Kaum begann im Osten der Horizont sich leise aufzuhellen, so machten die beiden Mörder sich an die Arbeit, den Topf mit dem Gold und den Kostbarkeiten einzugraben. Sie fanden bereits nach kurzem Suchen einen außerordentlich passenden Ort, an welchem sie den geraubten Schatz für voraussichtlich nur kurze Zeit der Erde anvertrauten. Einige nur ihnen in die Augen fallende Kennzeichen dienten zur Bezeichnung dieser Stelle, und sodann begaben sie sich wieder nach der Hütte des Marabut.

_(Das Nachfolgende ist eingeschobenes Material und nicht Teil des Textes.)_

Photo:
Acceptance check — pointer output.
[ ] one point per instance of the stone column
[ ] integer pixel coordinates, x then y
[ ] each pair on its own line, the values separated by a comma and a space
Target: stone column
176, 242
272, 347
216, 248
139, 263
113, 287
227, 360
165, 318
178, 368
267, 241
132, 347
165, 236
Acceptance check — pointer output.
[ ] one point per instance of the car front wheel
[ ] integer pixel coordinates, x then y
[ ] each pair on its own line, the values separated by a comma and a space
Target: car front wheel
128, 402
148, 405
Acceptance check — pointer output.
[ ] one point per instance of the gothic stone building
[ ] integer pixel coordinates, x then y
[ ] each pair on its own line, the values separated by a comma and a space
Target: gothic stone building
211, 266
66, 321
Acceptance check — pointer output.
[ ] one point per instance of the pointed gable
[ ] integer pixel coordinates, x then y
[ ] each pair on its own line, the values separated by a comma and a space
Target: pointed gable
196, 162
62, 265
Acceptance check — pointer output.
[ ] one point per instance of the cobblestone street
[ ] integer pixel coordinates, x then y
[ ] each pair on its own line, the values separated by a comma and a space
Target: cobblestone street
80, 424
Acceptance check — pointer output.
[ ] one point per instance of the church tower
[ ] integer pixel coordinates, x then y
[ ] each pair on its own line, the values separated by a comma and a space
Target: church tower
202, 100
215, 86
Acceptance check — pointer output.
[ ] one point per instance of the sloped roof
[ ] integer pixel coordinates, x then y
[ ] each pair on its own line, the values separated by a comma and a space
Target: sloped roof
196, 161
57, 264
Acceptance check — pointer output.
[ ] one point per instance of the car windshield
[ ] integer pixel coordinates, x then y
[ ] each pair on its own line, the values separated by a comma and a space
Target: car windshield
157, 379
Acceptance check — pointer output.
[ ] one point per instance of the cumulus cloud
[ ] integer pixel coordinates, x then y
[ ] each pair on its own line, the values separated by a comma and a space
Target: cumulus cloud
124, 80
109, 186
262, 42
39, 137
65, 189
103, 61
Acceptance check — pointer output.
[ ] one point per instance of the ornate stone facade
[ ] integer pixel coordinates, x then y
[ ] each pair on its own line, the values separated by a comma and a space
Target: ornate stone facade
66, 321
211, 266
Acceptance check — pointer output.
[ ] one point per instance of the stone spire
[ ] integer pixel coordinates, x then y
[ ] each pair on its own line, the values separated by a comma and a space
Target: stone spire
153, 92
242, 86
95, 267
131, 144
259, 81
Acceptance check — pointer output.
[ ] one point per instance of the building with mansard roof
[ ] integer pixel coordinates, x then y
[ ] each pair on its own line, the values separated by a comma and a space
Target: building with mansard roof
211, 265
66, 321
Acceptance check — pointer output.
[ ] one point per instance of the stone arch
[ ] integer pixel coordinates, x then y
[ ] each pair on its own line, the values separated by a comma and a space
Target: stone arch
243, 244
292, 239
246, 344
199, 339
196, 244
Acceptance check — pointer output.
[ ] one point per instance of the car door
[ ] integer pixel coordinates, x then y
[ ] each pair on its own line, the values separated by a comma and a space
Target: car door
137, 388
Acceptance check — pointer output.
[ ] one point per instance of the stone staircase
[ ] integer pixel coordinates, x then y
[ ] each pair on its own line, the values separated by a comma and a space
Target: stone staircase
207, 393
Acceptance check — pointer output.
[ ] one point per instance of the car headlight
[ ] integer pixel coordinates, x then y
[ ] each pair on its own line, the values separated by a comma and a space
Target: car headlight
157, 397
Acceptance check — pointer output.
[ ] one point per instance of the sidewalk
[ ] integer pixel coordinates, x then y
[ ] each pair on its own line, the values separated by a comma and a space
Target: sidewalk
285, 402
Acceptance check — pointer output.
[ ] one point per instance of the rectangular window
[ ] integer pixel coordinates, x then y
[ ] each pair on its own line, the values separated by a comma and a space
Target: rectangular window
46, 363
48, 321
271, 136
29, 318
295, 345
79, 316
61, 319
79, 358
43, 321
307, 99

Sie traten nochmals in das Innere, um sich nun auch beim Licht des hereinbrechenden Morgens zu überzeugen, daß keine Spur ihrer schaurigen Tat vorhanden sei. Dann ergriffen sie die Leiche des Ermordeten, um sie im tiefen Wald zu verscharren, zu welchem Zweck sie den in der Hütte vorgefundenen Spaten mitnahmen. Auch dieses unheimliche Geschäft wurde rasch beendet, dann aber machten sie sich auf den Weg, um ihre zurückgelassenen Pferde aufzusuchen. Sie fanden dieselben an Ort und Stelle und trabten bald, da die Tiere sich mittlerweile ziemlich erholt hatten, munter dem Osten zu, in welcher Richtung Biskra, ihr nächstes Ziel, zu suchen war.

ACHTES KAPITEL 

Heirat

Der alte ‚Marschall Vorwärts‘ hatte nach der siegreichen Schlacht bei Waterloo Frankreich zum zweiten Mal niedergeworfen. Paris war erobert und ein erneuter Frieden geschlossen worden, derselbe hatte Napoleon Thron und Freiheit gekostet. Er war nach der Insel St. Helena verbannt worden, von wo eine Rückkehr nicht so leicht zu bewerkstelligen war, als von Elba.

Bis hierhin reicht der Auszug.